Employees at Kings Corner Pawn Gold Buying Center on Fourth Street and American Pawn on the bypass said they report to the police already.
Mike Hockensmith, manager at Kings Corner, said he is concerned how much the ordinance would hurt his business financially, and that he can usually tell when a pawner is up to no good.
“I keep in close contact with the police,” Hockensmith said. “When something’s hot, I pretty much know.”
While this is helpful, Gray said it could be improved, mostly in terms of returning stolen items to the owners.
Gray said the price of gold has gone up and “a lot of times jewelry is melted down.”
“Say there was a wedding band that was stolen from a burglary yesterday, and we see the next day a pawn ticket was about a wedding band sold,” he said. “It’s usually gone and melted down before we’ve had a chance to see if it was possibly even the one.”
Gray said most people who lose a ring or jewelry item aren’t as upset over the monetary value as much as the sentimental value. Even if a thief is caught, it is often too late to return the item stolen.
“That’s the biggest thing,” Gray said, “trying to get these valuables, that are sentimental more than they are monetarily, back to the victims.”
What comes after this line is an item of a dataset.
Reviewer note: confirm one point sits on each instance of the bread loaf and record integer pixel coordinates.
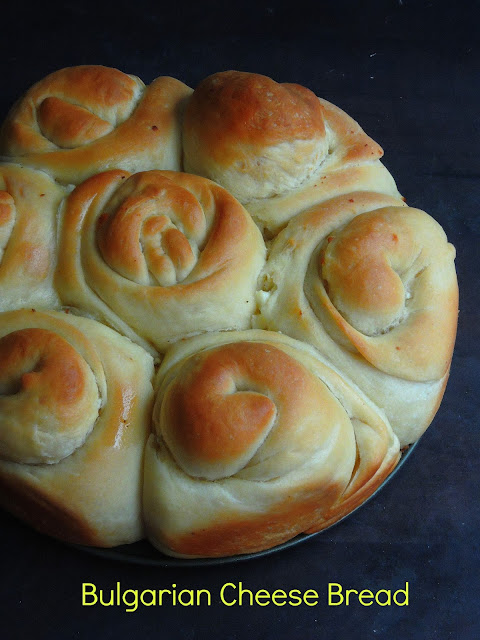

Gray said some of the ordinances he’s looked at require pawn shops to keep items as long as 15 days, but he will work with city officials and the Fiscal Court to see what’s right for Danville and Boyle County.
Hockensmith said his shop usually keeps items about a week anyway, which he thinks is plenty of time.
“If somebody stole an expensive ring from my house, I’m going to know within a day,” he said.
The proposed draft will be ready around March 1, Gray said, and he would like for it to include scrap yards and other businesses that buy or sell precious metals.